Google's Nexus 7 Ads Spark Trademark Lawsuit
A company that sells gifts and novelty items has sued Google for trademark infringement and unfair competition for using the phrase "the playground is open" in ads for the
new Nexus 7 tablet.
Market Street Press -- which sells products like deskpads, puzzle cubes, USB key chains and kiosks for tablets -- alleges in court papers that it has used "the playground is open" since 2008. Market Street applied for a trademark in the term earlier this year.
The company argues that Google's use of the phrase as a tagline "is likely to cause confusion, mistake and deception among consumers" about whether it's affiliated with Market Street.

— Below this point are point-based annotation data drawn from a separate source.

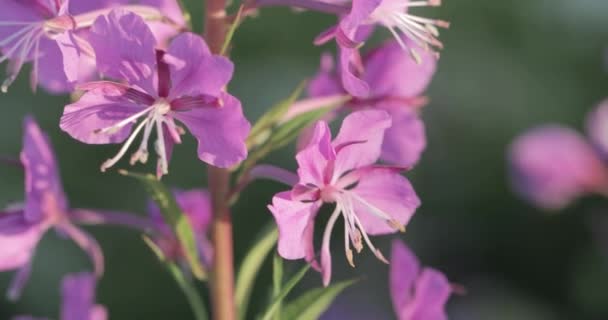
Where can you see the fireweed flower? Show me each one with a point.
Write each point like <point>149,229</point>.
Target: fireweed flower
<point>397,85</point>
<point>551,166</point>
<point>53,36</point>
<point>372,200</point>
<point>196,205</point>
<point>78,299</point>
<point>417,293</point>
<point>46,207</point>
<point>185,83</point>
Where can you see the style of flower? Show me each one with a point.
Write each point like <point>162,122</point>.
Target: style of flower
<point>551,166</point>
<point>196,205</point>
<point>396,85</point>
<point>372,199</point>
<point>53,36</point>
<point>78,299</point>
<point>46,207</point>
<point>185,83</point>
<point>417,293</point>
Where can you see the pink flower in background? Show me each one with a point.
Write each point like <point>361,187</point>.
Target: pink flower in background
<point>185,83</point>
<point>53,35</point>
<point>372,199</point>
<point>78,299</point>
<point>417,293</point>
<point>396,85</point>
<point>45,207</point>
<point>196,205</point>
<point>356,26</point>
<point>551,166</point>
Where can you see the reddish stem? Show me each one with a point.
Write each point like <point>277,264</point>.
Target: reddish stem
<point>222,276</point>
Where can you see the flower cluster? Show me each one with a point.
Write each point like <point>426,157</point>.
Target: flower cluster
<point>139,77</point>
<point>553,165</point>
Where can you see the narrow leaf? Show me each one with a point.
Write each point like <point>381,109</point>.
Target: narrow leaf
<point>194,299</point>
<point>277,281</point>
<point>232,30</point>
<point>312,304</point>
<point>251,266</point>
<point>174,217</point>
<point>274,306</point>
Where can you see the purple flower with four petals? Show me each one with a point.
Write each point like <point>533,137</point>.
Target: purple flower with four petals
<point>185,83</point>
<point>372,199</point>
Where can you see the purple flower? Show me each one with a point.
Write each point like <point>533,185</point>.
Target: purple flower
<point>356,26</point>
<point>417,293</point>
<point>371,199</point>
<point>396,84</point>
<point>196,205</point>
<point>552,166</point>
<point>78,299</point>
<point>185,83</point>
<point>45,207</point>
<point>53,35</point>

The retailer adds that Google's use of the same slogan will "overwhelm and swamp" Market Street's ability to continue to use the phrase, given that Google is the bigger company.
Market Street is seeking an injunction against Google and monetary damages.
Advertising law expert Rick Kurnit says it's unlikely that consumers will confuse Google's Nexus 7 with Market Street's products. But the slogan still could pose a problem for Market Street because consumers won't realize that it used the phrase first, he notes. In short, Market Street could "come across as a copycat" if it continues to use the phrase, says Kurnit, a partner in Frankfurt Kurnit Klein & Selz.
He adds that lawsuits challenging slogans often settle given that ads -- unlike product names -- tend to have a short shelf-life. "For the most part, slogans can coexist, because they're used temporarily for an ad campaign," he says.
Google declined to comment, other than to say it hadn't yet seen the lawsuit. The case, filed last week, is pending in U.S. District Court for the Middle District of North Carolina.